The store is launching a new service. Now users can edit and add product descriptions. Customers propose their edits and comment others' edits. The store needs a tool that will search for toxic comments and submit them for moderation.

Train the model to classify comments as positive and negative. We have a dataset with markup on the toxicity of revisions.

Build a model with a quality metric * F1 * of at least 0.75.

#### Table of contents <a id='contents'></a></font>


1.[About data](#meatdata)

- 1.1. [Library import and check data](#library_table)
- 1.2. [Duplicates and nulls](#nulls_dupls)
- 1.3. [Clear text](#lemmas)
- 1.4. [Conclusion](#conclusion_1)

2.[Train](#training)

- 2.1. [Split data](#split)
- 2.2. [Vectorize and transform feauters](#vect_transform_feauters)
- 2.3. [Get params](#params)
- 2.4. [Train](#train)
- 2.5. [Test](#test)
- 2.6. [Conclusion](#conclusion_2)

3.[Final conclusion](#conclusion_total)

# 1.  About data<a id='meatdata'></a>

### Library import and check data<a id='library_table'></a>

In [1]:
#library import
import pandas as pd
from sklearn.model_selection import train_test_split
import numpy as np
import re
from sklearn.feature_extraction.text import CountVectorizer
import nltk
from nltk.stem import WordNetLemmatizer 
lemmatizer = WordNetLemmatizer()
from nltk.corpus import wordnet
nltk.download('averaged_perceptron_tagger')
from sklearn.linear_model import LogisticRegression
from nltk.corpus import stopwords as nltk_stopwords
from sklearn.feature_extraction.text import TfidfVectorizer
from sklearn.metrics import f1_score
from sklearn.ensemble import RandomForestClassifier
from sklearn.tree import DecisionTreeClassifier
from catboost import CatBoostClassifier
import lightgbm as lgbm
from lightgbm import LGBMClassifier

[nltk_data] Downloading package averaged_perceptron_tagger to
[nltk_data]     C:\Users\Helga\AppData\Roaming\nltk_data...
[nltk_data]   Package averaged_perceptron_tagger is already up-to-
[nltk_data]       date!


In [2]:
#check data
toxic_comments = pd.read_csv('toxic_comments.csv')
display(toxic_comments.head())

Unnamed: 0,text,toxic
0,Explanation\nWhy the edits made under my usern...,0
1,D'aww! He matches this background colour I'm s...,0
2,"Hey man, I'm really not trying to edit war. It...",0
3,"""\nMore\nI can't make any real suggestions on ...",0
4,"You, sir, are my hero.
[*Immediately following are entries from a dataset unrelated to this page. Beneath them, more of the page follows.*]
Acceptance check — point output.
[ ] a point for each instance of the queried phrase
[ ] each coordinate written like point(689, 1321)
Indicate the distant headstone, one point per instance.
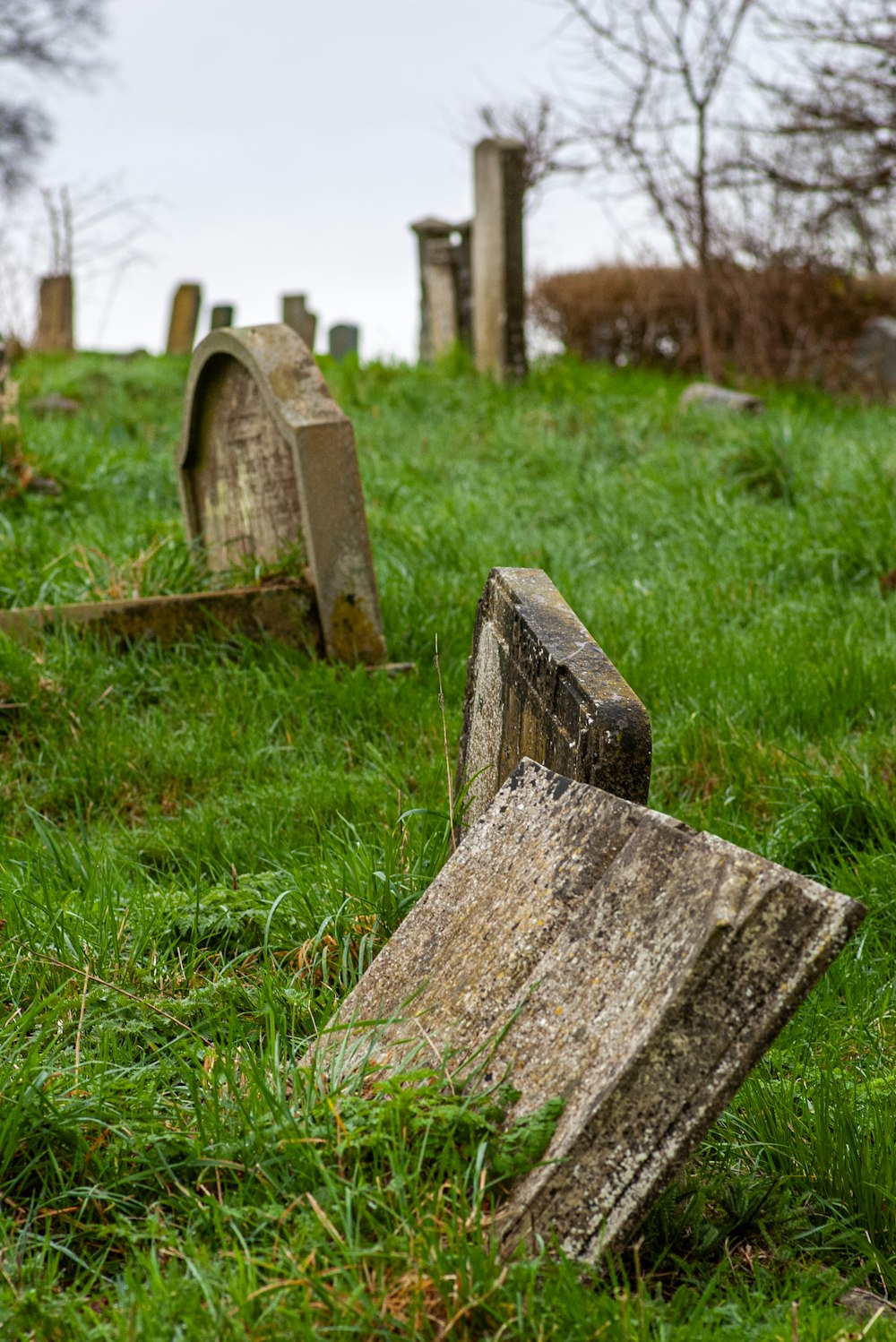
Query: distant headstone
point(56, 314)
point(304, 323)
point(720, 399)
point(499, 282)
point(181, 331)
point(221, 315)
point(539, 686)
point(267, 466)
point(588, 951)
point(445, 298)
point(343, 341)
point(874, 356)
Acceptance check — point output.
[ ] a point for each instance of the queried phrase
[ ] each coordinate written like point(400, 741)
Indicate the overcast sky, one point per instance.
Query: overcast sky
point(289, 144)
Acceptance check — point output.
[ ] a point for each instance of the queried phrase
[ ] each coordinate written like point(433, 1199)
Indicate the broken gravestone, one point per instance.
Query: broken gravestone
point(585, 949)
point(539, 686)
point(267, 469)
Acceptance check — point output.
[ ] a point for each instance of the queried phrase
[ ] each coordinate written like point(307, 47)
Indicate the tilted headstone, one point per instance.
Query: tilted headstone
point(343, 341)
point(874, 356)
point(56, 314)
point(585, 948)
point(304, 323)
point(181, 329)
point(499, 280)
point(267, 466)
point(445, 299)
point(539, 686)
point(221, 315)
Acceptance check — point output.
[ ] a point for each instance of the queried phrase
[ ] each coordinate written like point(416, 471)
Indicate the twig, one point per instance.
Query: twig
point(444, 732)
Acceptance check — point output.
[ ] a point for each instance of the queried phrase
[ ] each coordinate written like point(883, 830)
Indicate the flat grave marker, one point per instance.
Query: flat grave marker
point(586, 949)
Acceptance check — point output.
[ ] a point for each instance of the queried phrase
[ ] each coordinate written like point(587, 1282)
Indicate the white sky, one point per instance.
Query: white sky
point(290, 142)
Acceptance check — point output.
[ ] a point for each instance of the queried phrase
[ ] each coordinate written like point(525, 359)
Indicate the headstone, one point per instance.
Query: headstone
point(343, 341)
point(539, 686)
point(267, 466)
point(181, 331)
point(499, 282)
point(56, 317)
point(304, 323)
point(445, 298)
point(874, 356)
point(221, 315)
point(586, 949)
point(720, 399)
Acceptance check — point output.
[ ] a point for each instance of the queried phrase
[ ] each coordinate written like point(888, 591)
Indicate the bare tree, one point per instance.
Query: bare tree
point(39, 39)
point(663, 117)
point(545, 133)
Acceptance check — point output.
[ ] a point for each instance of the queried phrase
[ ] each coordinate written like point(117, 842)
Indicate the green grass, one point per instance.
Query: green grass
point(202, 848)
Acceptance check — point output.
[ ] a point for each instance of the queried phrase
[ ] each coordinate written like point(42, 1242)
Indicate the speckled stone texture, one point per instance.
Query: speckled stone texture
point(267, 465)
point(539, 686)
point(586, 948)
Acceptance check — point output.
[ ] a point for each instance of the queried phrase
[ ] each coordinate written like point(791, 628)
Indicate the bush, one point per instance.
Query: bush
point(784, 323)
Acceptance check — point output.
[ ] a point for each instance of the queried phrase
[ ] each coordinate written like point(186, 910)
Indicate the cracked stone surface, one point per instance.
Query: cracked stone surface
point(588, 948)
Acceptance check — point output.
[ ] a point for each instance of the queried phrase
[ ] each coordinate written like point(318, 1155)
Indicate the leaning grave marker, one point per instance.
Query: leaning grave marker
point(539, 686)
point(581, 946)
point(266, 463)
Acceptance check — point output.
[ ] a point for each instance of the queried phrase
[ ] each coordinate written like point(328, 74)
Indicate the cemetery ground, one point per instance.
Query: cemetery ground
point(204, 846)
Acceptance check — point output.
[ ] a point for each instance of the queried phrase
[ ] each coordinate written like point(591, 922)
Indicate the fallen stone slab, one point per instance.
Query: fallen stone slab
point(285, 612)
point(583, 948)
point(720, 399)
point(539, 686)
point(267, 468)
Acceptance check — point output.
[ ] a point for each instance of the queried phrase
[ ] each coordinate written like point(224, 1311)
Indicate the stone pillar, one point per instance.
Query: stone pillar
point(221, 315)
point(499, 296)
point(56, 320)
point(181, 331)
point(297, 315)
point(343, 341)
point(444, 286)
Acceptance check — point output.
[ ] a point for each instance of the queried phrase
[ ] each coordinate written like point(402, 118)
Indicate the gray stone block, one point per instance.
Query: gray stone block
point(585, 948)
point(539, 686)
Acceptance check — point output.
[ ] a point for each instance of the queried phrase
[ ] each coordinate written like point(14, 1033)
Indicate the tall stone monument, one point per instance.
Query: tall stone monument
point(181, 329)
point(56, 314)
point(304, 323)
point(445, 297)
point(498, 271)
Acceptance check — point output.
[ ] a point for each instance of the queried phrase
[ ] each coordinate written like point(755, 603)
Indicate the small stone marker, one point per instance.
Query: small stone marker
point(181, 331)
point(499, 282)
point(583, 948)
point(539, 686)
point(343, 341)
point(445, 298)
point(267, 465)
point(720, 399)
point(221, 315)
point(874, 356)
point(304, 323)
point(56, 314)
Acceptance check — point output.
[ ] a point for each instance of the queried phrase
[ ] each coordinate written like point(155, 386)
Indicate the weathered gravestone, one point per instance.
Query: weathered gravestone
point(56, 314)
point(539, 686)
point(445, 298)
point(181, 329)
point(267, 465)
point(498, 272)
point(343, 341)
point(585, 948)
point(221, 315)
point(304, 323)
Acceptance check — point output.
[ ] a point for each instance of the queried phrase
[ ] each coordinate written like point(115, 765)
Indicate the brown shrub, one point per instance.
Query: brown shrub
point(784, 323)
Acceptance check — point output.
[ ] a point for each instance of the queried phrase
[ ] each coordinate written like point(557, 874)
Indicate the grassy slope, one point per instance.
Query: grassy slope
point(159, 1168)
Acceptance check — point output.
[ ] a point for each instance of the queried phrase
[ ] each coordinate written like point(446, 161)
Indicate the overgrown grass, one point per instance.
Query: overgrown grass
point(204, 847)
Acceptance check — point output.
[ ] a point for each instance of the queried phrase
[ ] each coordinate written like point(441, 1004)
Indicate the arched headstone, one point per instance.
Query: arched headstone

Any chance you remember...",0


In [3]:
toxic_comments.info()

<class 'pandas.core.frame.DataFrame'>
RangeIndex: 159571 entries, 0 to 159570
Data columns (total 2 columns):
text     159571 non-null object
toxic    159571 non-null int64
dtypes: int64(1), object(1)
memory usage: 2.4+ MB


### Duplicates and nulls<a id='nulls_dupls'></a>

In [4]:
#check duplicates
toxic_comments.duplicated().sum()

0

In [5]:
#check nulls
toxic_comments.isnull().sum()

text     0
toxic    0
dtype: int64

### Clear text<a id='lemmas'></a>

In [6]:
#text to string
toxic_comments['text'] = toxic_comments['text'].astype(str)

In [7]:
#clear test function
def clear_text(text):
    new_text = re.sub(r'[^a-zA-Z]',' ', text)
    return " ".join(new_text.split())

toxic_comments['lemm_text']  = toxic_comments['text'].apply(clear_text)
display(toxic_comments.head())

Unnamed: 0,text,toxic,lemm_text
0,Explanation\nWhy the edits made under my usern...,0,Explanation Why the edits made under my userna...
1,D'aww! He matches this background colour I'm s...,0,D aww He matches this background colour I m se...
2,"Hey man, I'm really not trying to edit war. It...",0,Hey man I m really not trying to edit war It s...
3,"""\nMore\nI can't make any real suggestions on ...",0,More I can t make any real suggestions on impr...
4,"You, sir, are my hero. Any chance you remember...",0,You sir are my hero Any chance you remember wh...


In [8]:
#str.lower and type string
toxic_comments['lemm_text'] = toxic_comments['lemm_text'].str.lower()
toxic_comments['lemm_text'] = toxic_comments['lemm_text'].astype(str)

In [9]:
#lemmatize function
def lemm_lemm(sentence):

    def get_wordnet_pos(word):
        """Map POS tag to first character lemmatize() accepts"""
        tag = nltk.pos_tag([word])[0][1][0].upper()
        tag_dict = {"J": wordnet.ADJ,
                    "N": wordnet.NOUN,
                    "V": wordnet.VERB,
                    "R": wordnet.ADV}
        return tag_dict.get(tag, wordnet.NOUN)
    

    return " ".join(([lemmatizer.lemmatize(w, get_wordnet_pos(w)) for w in nltk.word_tokenize(sentence)]))
    

toxic_comments['lemm_text']  = toxic_comments['lemm_text'].apply(lemm_lemm)
display(toxic_comments.head())

Unnamed: 0,text,toxic,lemm_text
0,Explanation\nWhy the edits made under my usern...,0,explanation why the edits make under my userna...
1,D'aww! He matches this background colour I'm s...,0,d aww he match this background colour i m seem...
2,"Hey man, I'm really not trying to edit war. It...",0,hey man i m really not try to edit war it s ju...
3,"""\nMore\nI can't make any real suggestions on ...",0,more i can t make any real suggestion on impro...
4,"You, sir, are my hero. Any chance you remember...",0,you sir be my hero any chance you remember wha...


In [10]:
#check types
toxic_comments.info()

<class 'pandas.core.frame.DataFrame'>
RangeIndex: 159571 entries, 0 to 159570
Data columns (total 3 columns):
text         159571 non-null object
toxic        159571 non-null int64
lemm_text    159571 non-null object
dtypes: int64(1), object(2)
memory usage: 3.7+ MB


### Conclusion <a id='conclusion_1'></a>

We have 159571 entries and 2 columns:
- text - message text;
- toxic - indicator of the toxicity of the comment (0 - no, 1 - yes);
We later added a third column:
- lemm_text - lemmatized column text.

There are no missing values or duplicates.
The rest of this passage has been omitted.